Bangladesh has been under a state of emergency since January when an army-backed interim administration took power after months of political violence, cancelled elections and banned all political activity.
Normally an interim administration is supposed to be in place for just three months to supervise elections.
This government now says it will not hold elections until late next year, after preparing a new voters' list with photographs and completing a campaign against corruption and abuse of power.
McKinnon said the government, which enjoyed widespread support when it took power, needed to speed up preparations for elections and keep people properly informed of what it was doing.
"It is pushing a constitutional issue to an absolute extreme to believe that a caretaker government, elected on the basis of about three months, should stay there for a couple of years."
"For Bangladesh to go for a couple of years without a parliament is asking a lot," he said, adding this could put the country in "quite a difficult situation".
Earlier this month Bangladesh's government lifted a ban on indoor political activities to let parties prepare for elections.
However, more than 170 political leaders, including two former prime ministers, Begum Khaldea Zia and Sheikh Hasina, have been detained in the authority's drive to stamp out corruption.

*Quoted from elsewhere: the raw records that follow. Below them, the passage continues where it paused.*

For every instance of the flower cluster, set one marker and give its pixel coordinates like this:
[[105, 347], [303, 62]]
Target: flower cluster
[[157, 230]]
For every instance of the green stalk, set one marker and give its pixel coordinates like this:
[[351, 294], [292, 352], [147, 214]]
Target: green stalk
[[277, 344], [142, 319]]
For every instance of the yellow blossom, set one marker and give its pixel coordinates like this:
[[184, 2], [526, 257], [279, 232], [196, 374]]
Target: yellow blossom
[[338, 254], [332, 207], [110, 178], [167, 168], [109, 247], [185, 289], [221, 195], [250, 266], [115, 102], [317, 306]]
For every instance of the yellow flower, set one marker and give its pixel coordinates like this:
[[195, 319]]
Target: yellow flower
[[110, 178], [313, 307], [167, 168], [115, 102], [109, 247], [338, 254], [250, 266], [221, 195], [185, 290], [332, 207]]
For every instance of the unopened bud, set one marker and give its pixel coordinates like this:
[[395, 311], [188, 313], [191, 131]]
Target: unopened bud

McKinnon said he was concerned about "6-800 political detainees" and another 100,000 people who have been put in detention.
"You have got problems there that really have to resolved today," he said.
Last week the United States urged Bangladesh to take further steps to restore democracy but said it supported the government's plans to hold credible elections. McKinnon was in India for a meeting of parliamentarians from around the Commonwealth, which represents 1.8 billion people but has no formal decision-making powers.